Iwata yang sudah hampir dua dekade menangani penyakit menular seperti SARS 2003 di China dan Ebola di Afrika, tidak pernah merasa takut terkena infeksi. Namun dalam kasus Diamond Princess ini adalah pengecualian baginya, ia mengaku ketakutan. 

"Saya sangat takut karena tidak ada cara untuk mengetahui di mana virus itu berada. Tidak ada zona-zona yang menjadi penanda mana yang terinfeksi dan yang tidak," kata Iwata. 

Selain itu Iwata juga menambahkan tidak ada orang profesional yang menanganinya. "Semua yang bertanggung jawab atas segalanya adalah birokrat."

Ada WNI yang kena virus COVID-19 di kapal tersebut

Dalam kapal pesiar itu berkumpul orang-orang dari mancanegara termasuk Indonesia. Empat dari 78 orang WNI yang ada di sana, turut terinfeksi virus corona. 

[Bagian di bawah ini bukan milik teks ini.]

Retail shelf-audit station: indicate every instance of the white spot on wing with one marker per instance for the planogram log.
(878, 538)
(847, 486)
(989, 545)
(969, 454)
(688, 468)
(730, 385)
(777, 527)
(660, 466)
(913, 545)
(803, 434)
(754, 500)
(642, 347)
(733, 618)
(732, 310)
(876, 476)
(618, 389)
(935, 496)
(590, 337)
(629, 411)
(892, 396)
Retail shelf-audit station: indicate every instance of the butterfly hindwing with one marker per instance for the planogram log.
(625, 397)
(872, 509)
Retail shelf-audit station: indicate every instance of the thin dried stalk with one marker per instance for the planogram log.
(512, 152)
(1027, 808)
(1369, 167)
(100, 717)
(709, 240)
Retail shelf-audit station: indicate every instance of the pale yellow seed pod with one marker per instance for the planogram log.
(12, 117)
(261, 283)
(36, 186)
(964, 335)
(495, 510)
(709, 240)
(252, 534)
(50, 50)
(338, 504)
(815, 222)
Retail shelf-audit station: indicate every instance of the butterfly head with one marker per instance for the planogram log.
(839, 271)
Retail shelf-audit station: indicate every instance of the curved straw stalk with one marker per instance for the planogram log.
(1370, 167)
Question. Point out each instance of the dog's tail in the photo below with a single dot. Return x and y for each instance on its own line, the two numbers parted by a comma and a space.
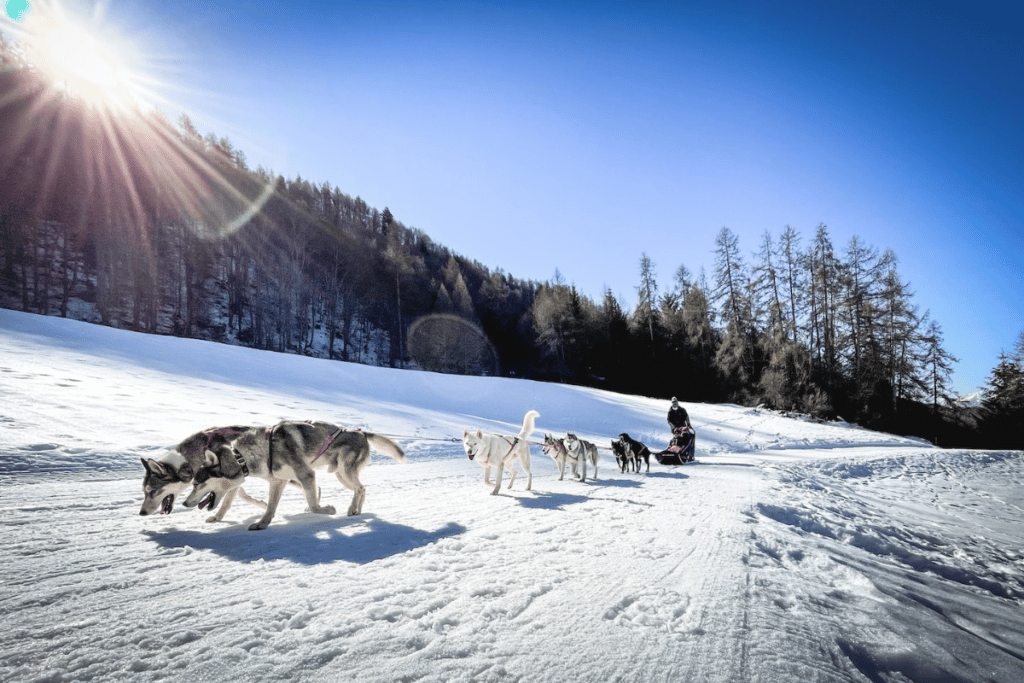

Presiden Joko Widodo menyatakan mereka yang terinfeksi tersebut telah dibawa ke rumah sakit di Jepang untuk menjalani perawatan. 

"Sampai saat ini saya telah menerima info ada empat yang positif kena virus corona di kapal pesiar Diamond di Jepang. Itu sudah dibawa ke RS di Jepang. KBRI selalu memantau itu," ujar Jokowi di Ritz Carlton, Jakarta, Kamis, 20 Februari.

Sementara itu 74 WNI yang lain, kata Jokowi masih terus dipantau pemerintah lewat pihak KBRI maupun otiritas Jepang. Jokowi memastikan mereka akan mendapat perlaukan sesuai prosedur kesehatan Organisasi Kesehatan Dunia (WHO).